The in vitro and in vivo regulation and expression of Yersinia enterocolitica type III secretion systems

The genus Yersinia contains three species that are pathogenic to humans; Y. pestis, the causative agent of the plague, Y. pseudotuberculosis, and Y. enterocolitica, which both cause a gastrointestinal disease. As pathogens, the primary goal of these species is to colonize their host. To accomplish this goal the bacteria need to avoid the host's innate immune response. Pathogenic Yersinia species along with many other Gram negative pathogens have acquired type III secretion (T3S) systems which they use to translocate toxic effector proteins from their cytosoplam to the cytosol of eukaryotic host cells. These effector proteins subvert the host immune response allowing the bacteria to colonize the host's tissues and cause disease. Y. enterocolitica biovar 1B encodes two T3S systems which are important to the virulence of the bacteria.
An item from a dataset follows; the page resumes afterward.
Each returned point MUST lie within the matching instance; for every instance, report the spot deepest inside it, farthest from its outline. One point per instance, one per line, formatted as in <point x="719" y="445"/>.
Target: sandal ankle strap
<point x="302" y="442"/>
The plasmid encoded Ysc T3S system is common to all pathogenic species of Yersinia and has been extensively studied as the paradigm of T3S. The chromosomally encoded Ysa T3S system is possessed by only a small number of Yersinia isolates including Y. enterocolitica biovar 1B. These studies analyze the mechanisms of regulation of both T3S systems. It was known that the Ysc T3S system is regulated primarily through the transcriptional activator VirF, which is regulated in a post-translational manner by the histone-like protein YmoA. In attempting to determine mechanisms of transcriptional regulation it was found that virF is transcribed as an operon with the upstream gene yscW, which encodes a lipoprotein that is part of the T3S injectisome. It was further determined that the global regulator CRP acts in an indirect manner to activate expression of virF through an undetermined intermediate. Expression of the Ysa T3S system is induced in vitro by growth at 26°C in a high salt media, conditions which would seem to preclude a role in a mammalian infection. These studies demonstrate that the Ysa T3S system is expressed in a contact-dependent manner during the infection of human epithelial cells. Additionally, using the mouse model of yersiniosis it was determined that the Ysa system is expressed throughout the course of an infection.